Saturday, December 16, 2006

Privacy Officers stuck in the middle 

Privacy Officers have an interesting role in an organization, both as an advocate for their organization and as a voice for the privacy concerns of different stakeholders. Robert Gellman has an interesting take on the conflicting pressures:

Chief privacy officers stuck in the middle: CPO's have to live by their wits, and be useful

By Robert Gellman, Special to GCN

Let’s try a role-playing exercise. You are the newly appointed chief privacy officer at your agency. How can you represent privacy interests internally, look functional to outsiders and not get your agency’s management mad at you? It isn’t easy to balance all these conflicting objectives.

A CPO in any organization is a person in the middle. It’s true for a CPO in a company, and it is true for a CPO in a federal agency. Even well-established internal privacy offices have to walk a tightrope.

CPOs face several institutional problems. They typically have little real power, limited resources and no natural base of support. Privacy remains a novel issue at many agencies. It often doesn’t even appear on the radar screen unless there is a crisis.

You will recall that Congress in 2004 directed agencies to establish CPOs. As the new kid on the block, a CPO has to define the role of the privacy office. It’s true that agencies have had to comply with the Privacy Act of 1974 for a generation, but most Privacy Act staffers have little power and influence. Can CPOs do better?

CPOs should not look to the Office of General Counsel as a role model. At most agencies, everyone hates the lawyers. The lawyers have the power to stop anything they don’t like by declaring it contrary to law. Agency lawyers frequently have no incentive to be helpful because they know that they can’t be fired, evaded or ignored by their clients. Anyway, a CPO does not have the clout a lawyer has.

Program offices may accept help from a CPO, but it is more likely that the CPO will have to prove something first. Some offices with privacy issues may require the CPO to bring the Wicked Witch’s broomstick—or the bureaucratic equivalent, which is a directive from the head of the agency—just to get in the door.
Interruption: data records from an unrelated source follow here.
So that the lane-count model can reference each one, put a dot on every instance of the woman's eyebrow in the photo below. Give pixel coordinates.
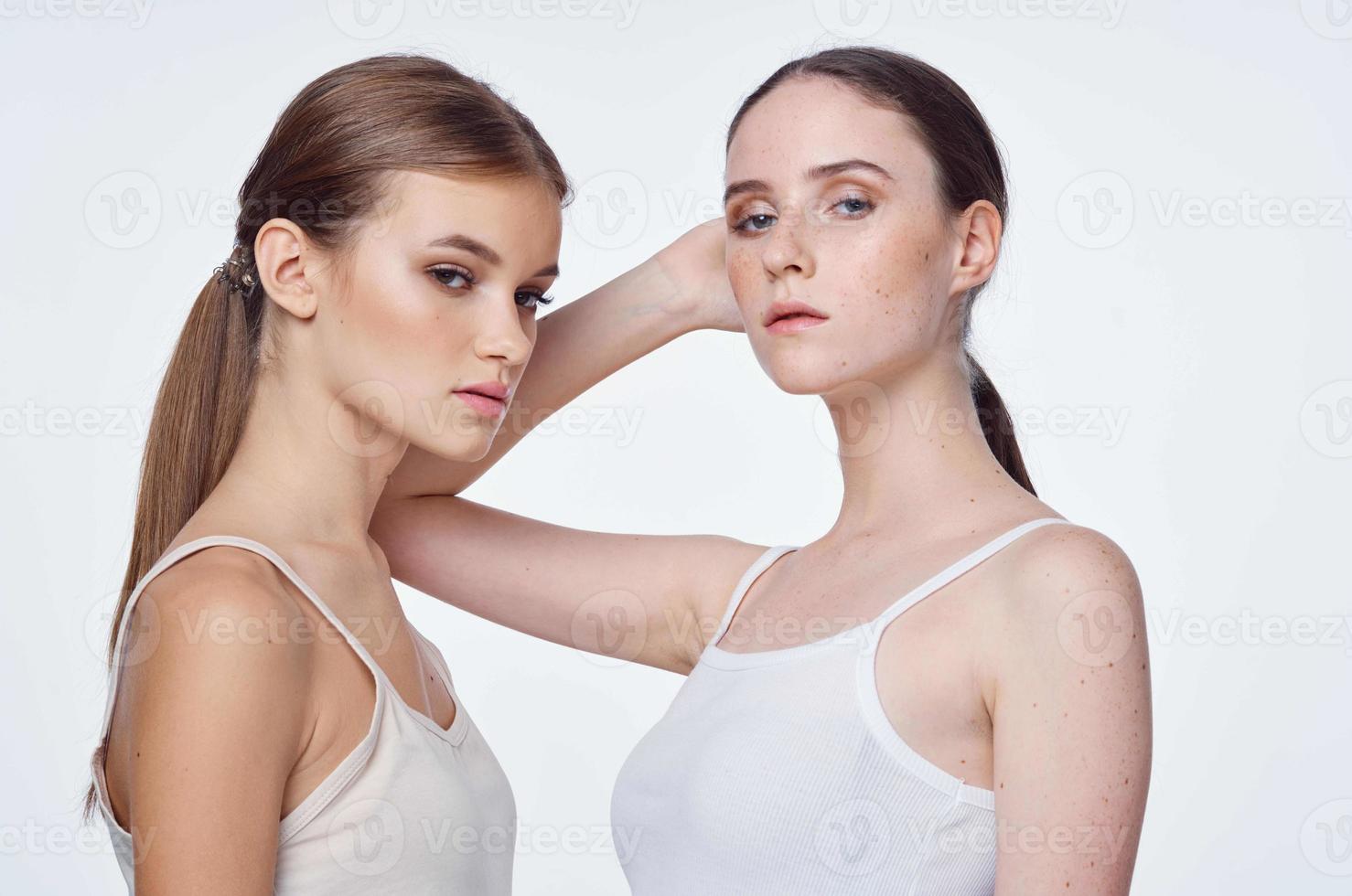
(475, 248)
(817, 172)
(468, 243)
(746, 187)
(832, 169)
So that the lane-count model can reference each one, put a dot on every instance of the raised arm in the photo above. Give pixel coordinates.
(645, 598)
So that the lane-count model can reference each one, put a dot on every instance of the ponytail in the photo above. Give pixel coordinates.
(195, 427)
(323, 168)
(997, 426)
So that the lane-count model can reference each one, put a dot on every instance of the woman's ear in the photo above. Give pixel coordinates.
(280, 254)
(979, 229)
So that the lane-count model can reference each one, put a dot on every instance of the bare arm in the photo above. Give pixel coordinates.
(650, 599)
(1072, 720)
(215, 726)
(644, 598)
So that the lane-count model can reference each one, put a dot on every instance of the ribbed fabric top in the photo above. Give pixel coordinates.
(414, 808)
(778, 772)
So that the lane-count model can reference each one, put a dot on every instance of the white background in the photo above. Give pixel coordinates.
(1174, 285)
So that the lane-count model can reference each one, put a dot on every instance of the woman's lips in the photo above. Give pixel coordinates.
(791, 315)
(484, 404)
(794, 324)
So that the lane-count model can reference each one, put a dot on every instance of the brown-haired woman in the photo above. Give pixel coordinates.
(274, 722)
(948, 692)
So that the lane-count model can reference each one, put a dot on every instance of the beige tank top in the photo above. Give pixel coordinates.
(414, 808)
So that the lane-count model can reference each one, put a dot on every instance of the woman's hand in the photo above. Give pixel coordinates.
(695, 268)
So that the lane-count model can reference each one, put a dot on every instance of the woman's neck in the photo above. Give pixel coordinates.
(914, 458)
(300, 464)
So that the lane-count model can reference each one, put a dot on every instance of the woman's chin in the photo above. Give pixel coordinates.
(798, 380)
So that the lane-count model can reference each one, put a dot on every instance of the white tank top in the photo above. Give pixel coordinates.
(414, 808)
(778, 772)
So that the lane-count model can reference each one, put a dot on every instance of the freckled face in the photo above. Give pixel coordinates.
(867, 245)
(438, 293)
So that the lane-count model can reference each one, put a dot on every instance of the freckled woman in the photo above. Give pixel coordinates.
(937, 730)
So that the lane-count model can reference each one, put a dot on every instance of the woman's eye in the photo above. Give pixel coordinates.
(452, 277)
(531, 300)
(854, 206)
(752, 223)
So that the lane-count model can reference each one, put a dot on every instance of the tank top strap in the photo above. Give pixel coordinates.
(437, 658)
(955, 571)
(744, 584)
(234, 540)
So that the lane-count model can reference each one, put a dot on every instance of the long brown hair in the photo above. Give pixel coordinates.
(325, 166)
(970, 168)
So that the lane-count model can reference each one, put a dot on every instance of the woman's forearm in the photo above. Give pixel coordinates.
(576, 347)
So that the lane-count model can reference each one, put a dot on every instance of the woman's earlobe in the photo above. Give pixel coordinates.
(280, 254)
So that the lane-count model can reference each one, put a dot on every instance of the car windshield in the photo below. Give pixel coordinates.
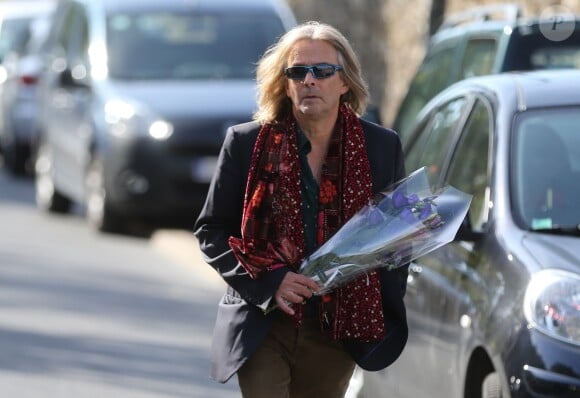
(546, 170)
(163, 45)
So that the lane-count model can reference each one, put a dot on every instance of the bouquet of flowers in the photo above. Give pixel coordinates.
(400, 224)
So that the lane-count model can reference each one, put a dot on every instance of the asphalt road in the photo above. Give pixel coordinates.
(91, 315)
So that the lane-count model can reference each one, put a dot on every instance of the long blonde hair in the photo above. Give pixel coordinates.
(272, 100)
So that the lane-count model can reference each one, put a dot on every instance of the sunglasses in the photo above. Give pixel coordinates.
(319, 71)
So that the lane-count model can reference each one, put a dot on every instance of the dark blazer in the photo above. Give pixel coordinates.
(241, 324)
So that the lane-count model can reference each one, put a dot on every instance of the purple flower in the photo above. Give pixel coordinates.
(426, 211)
(412, 199)
(375, 216)
(399, 199)
(407, 215)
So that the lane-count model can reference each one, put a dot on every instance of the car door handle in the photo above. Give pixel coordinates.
(415, 269)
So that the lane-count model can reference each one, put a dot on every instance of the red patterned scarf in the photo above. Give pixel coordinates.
(272, 228)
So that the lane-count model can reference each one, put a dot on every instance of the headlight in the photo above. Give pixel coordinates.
(552, 304)
(126, 119)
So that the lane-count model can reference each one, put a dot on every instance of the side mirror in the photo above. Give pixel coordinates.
(466, 231)
(75, 77)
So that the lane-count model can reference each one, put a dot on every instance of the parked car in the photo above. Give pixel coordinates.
(16, 20)
(18, 110)
(486, 40)
(496, 313)
(136, 99)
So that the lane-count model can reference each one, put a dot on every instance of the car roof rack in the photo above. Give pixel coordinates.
(508, 13)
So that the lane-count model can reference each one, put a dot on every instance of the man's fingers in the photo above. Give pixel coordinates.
(284, 305)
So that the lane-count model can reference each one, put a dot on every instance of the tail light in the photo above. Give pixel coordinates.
(28, 80)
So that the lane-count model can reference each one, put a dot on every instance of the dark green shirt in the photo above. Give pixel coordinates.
(310, 191)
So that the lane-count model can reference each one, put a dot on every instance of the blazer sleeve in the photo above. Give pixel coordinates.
(221, 218)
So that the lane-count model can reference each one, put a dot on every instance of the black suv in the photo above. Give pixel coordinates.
(136, 98)
(486, 40)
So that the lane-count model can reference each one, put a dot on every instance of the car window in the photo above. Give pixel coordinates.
(556, 58)
(546, 168)
(431, 145)
(478, 58)
(433, 75)
(153, 45)
(468, 169)
(13, 34)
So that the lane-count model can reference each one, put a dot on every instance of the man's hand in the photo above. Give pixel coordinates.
(294, 289)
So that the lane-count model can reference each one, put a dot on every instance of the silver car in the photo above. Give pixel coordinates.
(496, 313)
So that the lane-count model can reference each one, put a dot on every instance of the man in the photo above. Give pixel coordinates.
(284, 184)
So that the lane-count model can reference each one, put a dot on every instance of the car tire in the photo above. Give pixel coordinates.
(14, 159)
(48, 198)
(98, 210)
(491, 386)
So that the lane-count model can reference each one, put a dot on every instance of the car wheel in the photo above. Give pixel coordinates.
(48, 198)
(491, 387)
(99, 213)
(14, 159)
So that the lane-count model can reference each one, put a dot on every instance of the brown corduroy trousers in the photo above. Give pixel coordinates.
(296, 363)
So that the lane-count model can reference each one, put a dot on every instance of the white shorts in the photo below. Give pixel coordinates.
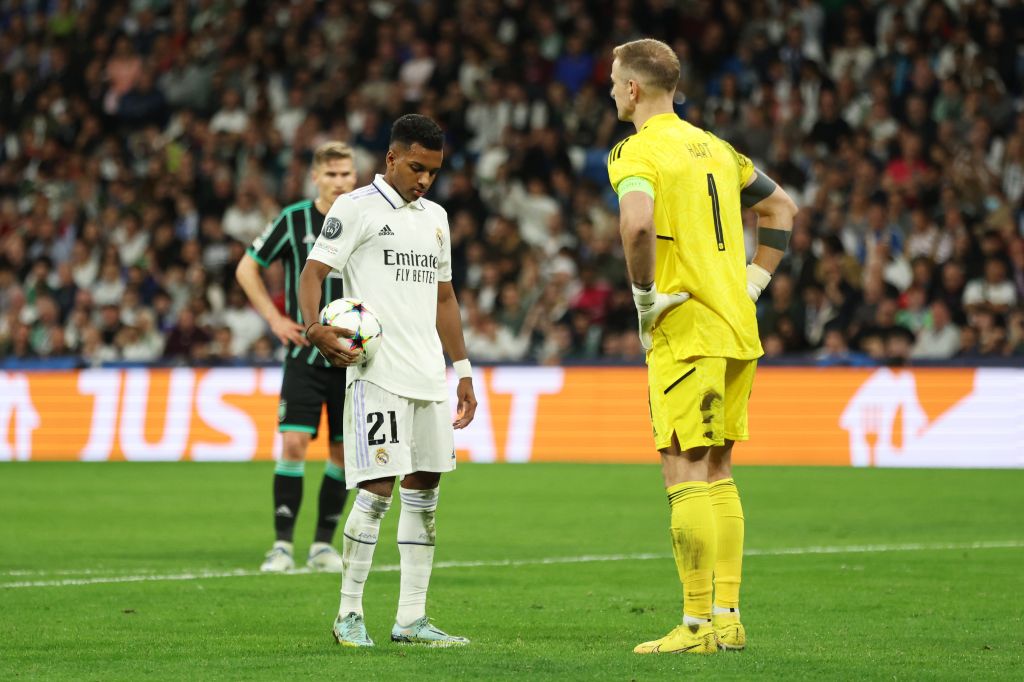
(389, 435)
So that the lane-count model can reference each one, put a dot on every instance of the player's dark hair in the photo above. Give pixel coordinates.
(416, 129)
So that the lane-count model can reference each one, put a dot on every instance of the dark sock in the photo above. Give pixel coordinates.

A CPO will have to live by his or her wits, but mostly by being useful. Often that means being a team player, finding practical solutions and, most important, doing things instead of telling others what to do. Another problem faced by an externally visible CPO comes when the battle has been lost. A privacy issue surfaces in your agency, and you recommend that the agency take specific steps to minimize privacy intrusions. You fight it out internally, and the agency rejects your advice.

That’s bad enough, but here comes a call from a reporter asking what you think of the agency’s decision. If you say that the decision was wrong, you will surely tick off your agency head as well as the program office. Good luck having any influence in the future. But if you say the decision was right, you will lose your credibility with congressional critics and with the privacy advocates who are screaming that your agency just joined Big Brother’s team.
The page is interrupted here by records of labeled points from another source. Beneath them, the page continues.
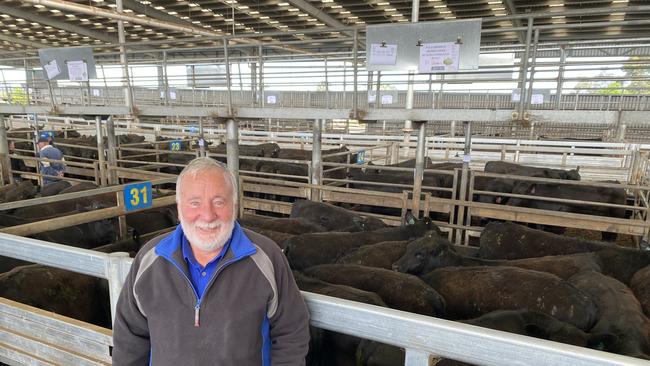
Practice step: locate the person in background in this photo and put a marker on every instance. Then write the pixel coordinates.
(210, 292)
(50, 170)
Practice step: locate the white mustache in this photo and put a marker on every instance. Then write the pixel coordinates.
(208, 225)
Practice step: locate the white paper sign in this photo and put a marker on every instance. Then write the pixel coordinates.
(439, 57)
(383, 55)
(52, 69)
(537, 99)
(515, 97)
(77, 71)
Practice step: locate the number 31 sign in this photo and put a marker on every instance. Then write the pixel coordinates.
(137, 196)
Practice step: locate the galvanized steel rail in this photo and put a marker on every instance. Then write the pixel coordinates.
(422, 337)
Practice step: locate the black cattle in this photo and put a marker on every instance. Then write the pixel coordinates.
(334, 218)
(54, 188)
(17, 191)
(380, 255)
(294, 226)
(433, 251)
(63, 292)
(308, 250)
(619, 313)
(398, 290)
(640, 285)
(572, 192)
(504, 167)
(474, 291)
(512, 241)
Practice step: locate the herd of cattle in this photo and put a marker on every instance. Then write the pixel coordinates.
(520, 280)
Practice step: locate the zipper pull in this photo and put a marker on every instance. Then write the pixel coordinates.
(196, 315)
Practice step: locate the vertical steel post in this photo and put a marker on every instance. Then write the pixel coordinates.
(560, 77)
(524, 68)
(317, 159)
(228, 81)
(464, 181)
(529, 95)
(4, 152)
(355, 68)
(128, 92)
(201, 139)
(261, 73)
(166, 78)
(100, 150)
(418, 174)
(327, 85)
(232, 149)
(111, 152)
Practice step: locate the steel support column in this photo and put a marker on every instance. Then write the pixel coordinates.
(100, 151)
(464, 180)
(316, 159)
(418, 174)
(523, 72)
(4, 153)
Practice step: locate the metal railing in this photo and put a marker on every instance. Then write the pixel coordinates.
(422, 337)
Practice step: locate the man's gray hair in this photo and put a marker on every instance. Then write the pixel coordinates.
(205, 164)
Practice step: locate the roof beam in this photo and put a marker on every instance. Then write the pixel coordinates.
(316, 13)
(510, 7)
(154, 13)
(24, 42)
(36, 17)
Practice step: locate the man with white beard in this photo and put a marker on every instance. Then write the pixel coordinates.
(210, 292)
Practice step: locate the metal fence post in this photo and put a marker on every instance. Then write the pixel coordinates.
(232, 147)
(100, 151)
(316, 159)
(464, 181)
(116, 271)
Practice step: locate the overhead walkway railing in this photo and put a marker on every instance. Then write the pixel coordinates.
(31, 336)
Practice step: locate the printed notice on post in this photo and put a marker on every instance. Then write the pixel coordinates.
(439, 57)
(51, 69)
(383, 54)
(77, 70)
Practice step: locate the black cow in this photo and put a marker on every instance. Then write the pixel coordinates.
(572, 192)
(308, 250)
(334, 218)
(640, 285)
(398, 290)
(619, 313)
(433, 251)
(512, 241)
(474, 291)
(504, 167)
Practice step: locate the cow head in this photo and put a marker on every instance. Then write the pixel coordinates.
(426, 254)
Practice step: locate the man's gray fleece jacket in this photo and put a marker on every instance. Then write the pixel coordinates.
(251, 312)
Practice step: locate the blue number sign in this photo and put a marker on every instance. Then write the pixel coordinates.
(175, 145)
(137, 196)
(361, 157)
See what I mean about being in the middle? There is no place to turn without digging yourself in deeper. So what to do? I have an answer.

The solution is that a CPO has to be able to respond procedurally. If you don’t want to say that a decision was substantively right or wrong, the best answer is that the agency duly considered privacy when it made its decision. CPOs should define their own role in procedural terms to avoid being forced to lie or being left with nothing to say. That procedural response is appropriate even when the agency did the right thing for privacy.

In a better world, we would have a truly independent privacy office that could responsibly praise or criticize an agency, the administration, Congress or the courts without losing budget or influence. But without independence, the best that we can hope for is that privacy officials represent privacy assertively, be creative, work hard and live to fight another day.